そして、どうやら次に業者がエアコンのフィルターを外し始めたのをみて、少しばかり驚いて。
「…―――」
思わず瞬いて凝視してから、階段を昇る為に視線を戻す。
「戻りました、――」
そーっと外科オフィスのドアを潜って、中に入った神尾が覗いた先には。
「滝岡先生っ、…―!只今戻りましたっ、…!」
「水岡先生、どうだった!」
「はいっ!緊急手術が必要になるような、状態の急変が起きている患者さんはいません!川南先生と、内科の大原先生、草野先生には病棟で回診をしてもらってます!」
「わかった!よし!」
がしっ、と抱き合って、互いに背中を叩いている、滝岡とこちらは神尾の初めてみる小柄な白衣―おそらく医者だろう―の水岡先生と。

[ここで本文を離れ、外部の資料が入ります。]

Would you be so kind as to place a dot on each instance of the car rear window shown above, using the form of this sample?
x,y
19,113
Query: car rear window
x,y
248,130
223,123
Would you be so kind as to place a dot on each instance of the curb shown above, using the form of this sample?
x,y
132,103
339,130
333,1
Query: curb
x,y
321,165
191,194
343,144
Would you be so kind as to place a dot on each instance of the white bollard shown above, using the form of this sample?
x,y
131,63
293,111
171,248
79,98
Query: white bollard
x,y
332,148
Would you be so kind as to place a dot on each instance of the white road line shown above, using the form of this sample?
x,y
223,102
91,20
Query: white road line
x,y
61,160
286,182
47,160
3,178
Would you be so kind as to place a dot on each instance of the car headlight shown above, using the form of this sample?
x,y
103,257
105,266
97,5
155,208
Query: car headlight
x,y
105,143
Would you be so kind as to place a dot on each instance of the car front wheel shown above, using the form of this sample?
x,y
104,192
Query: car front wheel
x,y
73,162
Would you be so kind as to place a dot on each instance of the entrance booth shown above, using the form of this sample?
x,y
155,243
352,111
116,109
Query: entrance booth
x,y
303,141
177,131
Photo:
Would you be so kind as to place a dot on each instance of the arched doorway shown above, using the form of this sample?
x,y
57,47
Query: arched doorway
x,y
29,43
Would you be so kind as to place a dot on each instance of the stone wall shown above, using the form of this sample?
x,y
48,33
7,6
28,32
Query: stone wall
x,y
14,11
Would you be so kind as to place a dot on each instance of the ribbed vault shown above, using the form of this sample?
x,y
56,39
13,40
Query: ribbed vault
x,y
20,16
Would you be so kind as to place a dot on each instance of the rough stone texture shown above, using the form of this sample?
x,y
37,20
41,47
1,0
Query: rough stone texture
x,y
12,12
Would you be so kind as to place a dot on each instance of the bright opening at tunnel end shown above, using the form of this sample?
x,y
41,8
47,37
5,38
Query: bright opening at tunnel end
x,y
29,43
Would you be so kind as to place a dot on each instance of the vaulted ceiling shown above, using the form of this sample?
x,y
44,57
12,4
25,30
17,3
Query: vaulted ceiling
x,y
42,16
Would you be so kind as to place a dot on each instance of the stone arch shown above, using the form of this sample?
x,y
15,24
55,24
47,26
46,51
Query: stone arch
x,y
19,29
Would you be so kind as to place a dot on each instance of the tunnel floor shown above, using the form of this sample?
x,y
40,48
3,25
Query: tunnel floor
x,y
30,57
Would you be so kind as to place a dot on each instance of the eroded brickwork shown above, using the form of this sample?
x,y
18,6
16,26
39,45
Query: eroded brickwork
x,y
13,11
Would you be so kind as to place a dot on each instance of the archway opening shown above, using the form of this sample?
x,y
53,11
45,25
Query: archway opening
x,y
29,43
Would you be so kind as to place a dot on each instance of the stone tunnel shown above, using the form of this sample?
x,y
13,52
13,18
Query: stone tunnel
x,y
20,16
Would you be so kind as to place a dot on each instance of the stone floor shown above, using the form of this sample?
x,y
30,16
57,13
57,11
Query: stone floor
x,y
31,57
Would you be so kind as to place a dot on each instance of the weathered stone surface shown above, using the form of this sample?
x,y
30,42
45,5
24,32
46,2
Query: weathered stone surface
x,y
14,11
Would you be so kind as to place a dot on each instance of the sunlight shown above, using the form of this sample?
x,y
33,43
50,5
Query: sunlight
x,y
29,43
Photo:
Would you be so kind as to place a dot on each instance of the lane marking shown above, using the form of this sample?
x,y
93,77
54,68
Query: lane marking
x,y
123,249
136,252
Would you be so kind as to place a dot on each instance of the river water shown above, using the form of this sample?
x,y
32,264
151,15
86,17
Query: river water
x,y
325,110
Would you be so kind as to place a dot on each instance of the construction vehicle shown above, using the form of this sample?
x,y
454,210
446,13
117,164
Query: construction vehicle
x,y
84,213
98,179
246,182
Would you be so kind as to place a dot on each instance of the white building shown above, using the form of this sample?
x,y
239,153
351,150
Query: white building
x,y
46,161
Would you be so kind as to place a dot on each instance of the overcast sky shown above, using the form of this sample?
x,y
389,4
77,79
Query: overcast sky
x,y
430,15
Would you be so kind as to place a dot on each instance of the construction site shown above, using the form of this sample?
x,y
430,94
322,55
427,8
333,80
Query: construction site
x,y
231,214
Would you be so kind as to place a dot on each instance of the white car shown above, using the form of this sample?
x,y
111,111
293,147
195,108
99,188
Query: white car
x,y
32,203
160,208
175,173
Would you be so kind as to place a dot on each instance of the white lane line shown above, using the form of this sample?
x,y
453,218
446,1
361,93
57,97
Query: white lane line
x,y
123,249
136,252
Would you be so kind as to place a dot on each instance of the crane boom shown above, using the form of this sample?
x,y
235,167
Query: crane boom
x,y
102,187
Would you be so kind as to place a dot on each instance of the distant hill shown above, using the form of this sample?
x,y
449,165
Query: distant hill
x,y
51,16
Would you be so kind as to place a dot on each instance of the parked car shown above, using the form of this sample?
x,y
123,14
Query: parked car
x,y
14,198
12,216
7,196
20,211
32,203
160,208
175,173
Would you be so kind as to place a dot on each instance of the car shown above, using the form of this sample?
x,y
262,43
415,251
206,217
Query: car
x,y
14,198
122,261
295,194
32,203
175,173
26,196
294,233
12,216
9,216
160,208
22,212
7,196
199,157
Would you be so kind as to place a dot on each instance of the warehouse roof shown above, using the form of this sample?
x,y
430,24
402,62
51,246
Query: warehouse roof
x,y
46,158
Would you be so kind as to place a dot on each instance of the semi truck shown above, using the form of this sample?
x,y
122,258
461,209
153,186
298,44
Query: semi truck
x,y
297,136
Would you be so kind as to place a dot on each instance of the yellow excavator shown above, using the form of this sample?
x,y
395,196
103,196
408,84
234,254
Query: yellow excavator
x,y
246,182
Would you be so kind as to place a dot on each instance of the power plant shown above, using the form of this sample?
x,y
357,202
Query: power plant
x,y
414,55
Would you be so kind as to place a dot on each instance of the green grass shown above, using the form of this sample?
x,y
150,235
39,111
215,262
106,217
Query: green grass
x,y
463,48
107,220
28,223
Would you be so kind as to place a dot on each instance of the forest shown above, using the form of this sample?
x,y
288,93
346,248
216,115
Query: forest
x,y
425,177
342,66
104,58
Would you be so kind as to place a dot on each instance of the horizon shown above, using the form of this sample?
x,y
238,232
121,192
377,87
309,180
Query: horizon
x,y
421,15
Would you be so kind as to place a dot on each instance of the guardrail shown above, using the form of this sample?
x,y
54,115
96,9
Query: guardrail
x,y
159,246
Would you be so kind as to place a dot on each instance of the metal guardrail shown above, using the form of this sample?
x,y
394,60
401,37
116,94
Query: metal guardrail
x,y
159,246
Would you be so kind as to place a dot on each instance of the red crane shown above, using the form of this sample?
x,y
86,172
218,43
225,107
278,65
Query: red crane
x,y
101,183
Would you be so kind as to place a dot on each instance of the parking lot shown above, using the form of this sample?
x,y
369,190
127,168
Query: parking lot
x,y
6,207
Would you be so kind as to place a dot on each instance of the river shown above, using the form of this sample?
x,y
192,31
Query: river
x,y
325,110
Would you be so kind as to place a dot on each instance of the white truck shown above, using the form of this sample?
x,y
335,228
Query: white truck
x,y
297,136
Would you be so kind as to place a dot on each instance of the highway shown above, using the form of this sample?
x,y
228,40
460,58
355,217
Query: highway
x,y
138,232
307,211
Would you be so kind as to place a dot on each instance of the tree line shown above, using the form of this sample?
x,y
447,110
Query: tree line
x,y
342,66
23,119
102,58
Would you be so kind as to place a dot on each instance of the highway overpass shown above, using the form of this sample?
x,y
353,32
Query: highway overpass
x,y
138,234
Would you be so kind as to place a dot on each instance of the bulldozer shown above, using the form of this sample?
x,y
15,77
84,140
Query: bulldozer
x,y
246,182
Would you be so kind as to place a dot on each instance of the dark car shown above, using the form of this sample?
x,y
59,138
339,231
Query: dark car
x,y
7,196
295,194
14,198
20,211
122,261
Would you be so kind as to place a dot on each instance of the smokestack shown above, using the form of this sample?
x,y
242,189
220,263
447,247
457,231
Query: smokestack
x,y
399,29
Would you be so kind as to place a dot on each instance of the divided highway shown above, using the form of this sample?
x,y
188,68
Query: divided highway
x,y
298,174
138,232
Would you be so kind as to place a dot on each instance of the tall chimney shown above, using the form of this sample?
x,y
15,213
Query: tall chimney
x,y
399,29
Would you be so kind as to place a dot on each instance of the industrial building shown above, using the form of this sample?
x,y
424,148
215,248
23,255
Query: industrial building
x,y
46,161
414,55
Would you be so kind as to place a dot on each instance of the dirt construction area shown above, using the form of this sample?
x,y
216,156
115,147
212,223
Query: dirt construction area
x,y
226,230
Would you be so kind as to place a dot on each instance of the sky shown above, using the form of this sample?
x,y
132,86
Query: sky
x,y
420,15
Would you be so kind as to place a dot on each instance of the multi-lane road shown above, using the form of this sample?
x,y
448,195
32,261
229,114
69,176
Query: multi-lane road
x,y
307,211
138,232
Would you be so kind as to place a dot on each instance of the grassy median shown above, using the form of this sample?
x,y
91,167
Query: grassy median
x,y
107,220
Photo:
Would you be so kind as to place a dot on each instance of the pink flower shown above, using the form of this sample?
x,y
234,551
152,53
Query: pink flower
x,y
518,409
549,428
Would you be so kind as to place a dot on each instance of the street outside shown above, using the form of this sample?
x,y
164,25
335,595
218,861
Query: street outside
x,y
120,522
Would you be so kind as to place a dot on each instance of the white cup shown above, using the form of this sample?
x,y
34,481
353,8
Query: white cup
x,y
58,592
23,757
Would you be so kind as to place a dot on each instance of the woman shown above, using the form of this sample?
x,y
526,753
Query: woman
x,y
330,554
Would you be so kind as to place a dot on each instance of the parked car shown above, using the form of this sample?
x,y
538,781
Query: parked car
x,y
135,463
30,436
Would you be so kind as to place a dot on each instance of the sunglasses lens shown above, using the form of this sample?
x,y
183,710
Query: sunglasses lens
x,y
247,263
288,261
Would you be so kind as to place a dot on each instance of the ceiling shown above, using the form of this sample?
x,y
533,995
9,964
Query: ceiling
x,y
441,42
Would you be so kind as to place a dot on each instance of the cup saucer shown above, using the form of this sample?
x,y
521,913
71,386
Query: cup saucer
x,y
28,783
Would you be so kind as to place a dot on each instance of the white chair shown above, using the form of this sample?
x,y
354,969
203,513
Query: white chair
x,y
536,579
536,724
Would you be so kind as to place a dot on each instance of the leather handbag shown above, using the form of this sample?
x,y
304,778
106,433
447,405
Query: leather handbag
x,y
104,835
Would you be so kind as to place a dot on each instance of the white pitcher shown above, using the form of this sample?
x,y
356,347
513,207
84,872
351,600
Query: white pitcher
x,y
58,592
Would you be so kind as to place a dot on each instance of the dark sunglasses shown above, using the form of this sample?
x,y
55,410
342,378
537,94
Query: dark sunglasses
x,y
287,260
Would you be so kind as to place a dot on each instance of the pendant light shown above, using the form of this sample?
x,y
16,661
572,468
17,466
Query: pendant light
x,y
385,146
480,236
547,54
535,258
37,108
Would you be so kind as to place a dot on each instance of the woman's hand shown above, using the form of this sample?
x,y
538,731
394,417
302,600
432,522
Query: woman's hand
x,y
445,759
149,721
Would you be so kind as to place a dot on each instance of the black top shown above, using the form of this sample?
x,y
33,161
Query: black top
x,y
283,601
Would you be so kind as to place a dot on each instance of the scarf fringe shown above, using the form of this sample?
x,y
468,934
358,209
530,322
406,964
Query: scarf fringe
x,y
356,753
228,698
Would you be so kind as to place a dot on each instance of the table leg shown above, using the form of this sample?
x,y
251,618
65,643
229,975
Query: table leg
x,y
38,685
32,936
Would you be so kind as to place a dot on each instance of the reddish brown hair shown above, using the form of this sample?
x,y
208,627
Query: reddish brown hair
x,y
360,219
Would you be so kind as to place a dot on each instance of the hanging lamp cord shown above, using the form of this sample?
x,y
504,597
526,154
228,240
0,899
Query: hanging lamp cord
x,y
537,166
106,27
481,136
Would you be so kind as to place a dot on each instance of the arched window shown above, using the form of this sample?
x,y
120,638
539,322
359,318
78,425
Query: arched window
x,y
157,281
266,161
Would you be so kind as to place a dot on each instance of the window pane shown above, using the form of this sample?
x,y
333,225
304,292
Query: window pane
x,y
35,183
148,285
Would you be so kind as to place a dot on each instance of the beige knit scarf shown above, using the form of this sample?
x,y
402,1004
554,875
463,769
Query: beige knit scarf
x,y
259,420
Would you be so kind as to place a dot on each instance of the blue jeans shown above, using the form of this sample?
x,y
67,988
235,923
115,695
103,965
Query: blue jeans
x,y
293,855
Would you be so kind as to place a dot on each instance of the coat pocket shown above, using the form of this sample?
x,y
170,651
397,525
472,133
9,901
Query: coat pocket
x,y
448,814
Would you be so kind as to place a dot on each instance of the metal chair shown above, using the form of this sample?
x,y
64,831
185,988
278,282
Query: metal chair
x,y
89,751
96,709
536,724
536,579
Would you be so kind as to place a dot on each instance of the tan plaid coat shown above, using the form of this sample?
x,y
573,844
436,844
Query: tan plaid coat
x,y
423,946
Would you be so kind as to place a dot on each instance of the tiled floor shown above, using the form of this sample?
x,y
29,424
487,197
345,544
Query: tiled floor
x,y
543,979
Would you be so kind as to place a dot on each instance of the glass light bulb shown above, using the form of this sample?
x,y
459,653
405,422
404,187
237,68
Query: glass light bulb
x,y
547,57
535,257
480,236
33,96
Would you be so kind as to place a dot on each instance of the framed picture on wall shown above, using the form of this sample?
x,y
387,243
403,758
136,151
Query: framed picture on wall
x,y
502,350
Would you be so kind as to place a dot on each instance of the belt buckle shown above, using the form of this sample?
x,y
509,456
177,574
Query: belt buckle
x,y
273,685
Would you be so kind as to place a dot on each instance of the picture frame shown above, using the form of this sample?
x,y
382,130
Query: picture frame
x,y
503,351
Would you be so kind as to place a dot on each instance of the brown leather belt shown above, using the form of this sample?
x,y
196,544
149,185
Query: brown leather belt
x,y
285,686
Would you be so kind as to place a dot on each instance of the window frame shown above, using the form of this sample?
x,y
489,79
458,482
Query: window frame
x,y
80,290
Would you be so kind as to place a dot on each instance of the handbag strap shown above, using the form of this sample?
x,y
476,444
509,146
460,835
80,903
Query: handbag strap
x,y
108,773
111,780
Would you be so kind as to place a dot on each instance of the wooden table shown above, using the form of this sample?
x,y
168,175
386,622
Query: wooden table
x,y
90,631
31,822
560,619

…体育会系だなあ、…。もしかして、二人とも外科医なのかな?
とか神尾が思わず感心してみていると。
滝岡が矢継ぎ早に水岡に訊ねる。
「それで、この一両日に手術を予定している患者さんのリストは?」
「こちらです。僕と川南先生が予定している患者さんがこちらで、一週間以内がこちらです」
「そうか。まず、一両日以内の分から探してくれ。転院先を探して振り分ける。俺の方は、こちらで当たる」
その滝岡の言葉に、リストを手にデスクの電話に向かいながら、水岡が残念そうにいう。
「滝岡先生の手術、楽しみにしてる患者さんばかりなんですけどね」
「…楽しみは違うだろう。とにかく、急で難しいと思うが転院先を頼む」
「はい、わかりました。大丈夫ですよ。手術スケジュール自体には余裕が組んでありますからね。それほど重篤な患者さんはいませんし」
では、といいながらリストをみて電話を掛け始める水岡と、同じくデスクに座って、自分も手配を始めようとする滝岡に驚いて神尾が近付いていく。
「あの、すみません、…。滝岡先生?」
「ああ、神尾先生。ありがとうございました。いま、申し訳ないが、そこのソファで休んでいてもらえば」
「いえ、――休むのはいいんですが、…。患者さん、転院させるんですか?まだ確定してませんが」
驚きを隠さないでみている神尾に、手を留めて滝岡が顔を上げる。
「確定を待ってはいられません。患者さんの体力を考えて予定は組んであるので、日程はあまりずらしたくない。ですが、ご存知の通り、どこの病院も手術予定は詰まってます。確定してから、予定を割りこませてくれといったのでは遅い。予防的処置になりますが、この一両日に手術予定だった患者さん達は転院させます。一週間以内の分は、西野に打診させている」
真直ぐ見返す滝岡に、神尾がいう。
「検査の結果、陽性でなければ、無駄なことになってもですか?」
神尾を見返して、滝岡が笑む。
「勿論、無駄です。陽性でなければ。だが、それだけのことです」
神尾から視線をリストに戻すと外線を掛け始める滝岡が、もうこちらを見ないのを確認して。
――やっぱり、変わった人だな。
そう思って、云われた通りソファに行こうとして、見取り図の貼られたホワイトボードをみる。それから。
「ちょっと出ます。このエリアからは出ませんから」
いって出ていく神尾を、ちら、と滝岡がみて視線を戻し繋がった外線と通話を始めている。
「それで、JCDCの人とは連絡が取れたのか?」
「どうして解ったんです?とれました」
戻って来た神尾に、滝岡がボードの近くから歩み寄る。それに、にっこりと神尾が笑む。
水岡がそれを聞いて近寄ってくる。
「何ですか?僕の方も手配つきましたけど。この先生、JCDCの方なんですか?JCDCって、国で感染症を研究してる所のJCDCですか?難しい感染症研究してて、今回のNARSだって、そこで鑑定したりする。NARS関連で手配されてきたんですか?」
好奇心を隠さずに、小柄な水岡が間に入って二人を交互にみるのに、滝岡が頷く。
「JCDCだそうだ。だが、手配されてきた訳じゃない。で、神尾先生、向こうは何といってたんだ?」
「僕は、もとはJCDCにいたんですが、いまは内科医としての就職先を探してて、たまたまこちらに来てたんです」
にっこり視線をあわせて微笑んで、神尾が水岡に説明すると滝岡に向き直る。
「それなんですが」
表情を消した神尾に、滝岡が眉を寄せる。
「何だ」
鋭く問う滝岡に僅かに眉を寄せて軽く息を吐く。
「検体は、既に採取して運んでいますが」
「ああ、そう聞いてる。それで何だ?」
神尾が、水岡をみて、それから離れたデスクで手配している西野をみてから、滝岡に視線を戻す。
「…――もう、連絡があると思うんですが」
「何のだ?」
「…―――移送の手配が、遅れるかもと」
「何だって?」
躊躇ってくちにする神尾に、滝岡が問い返す。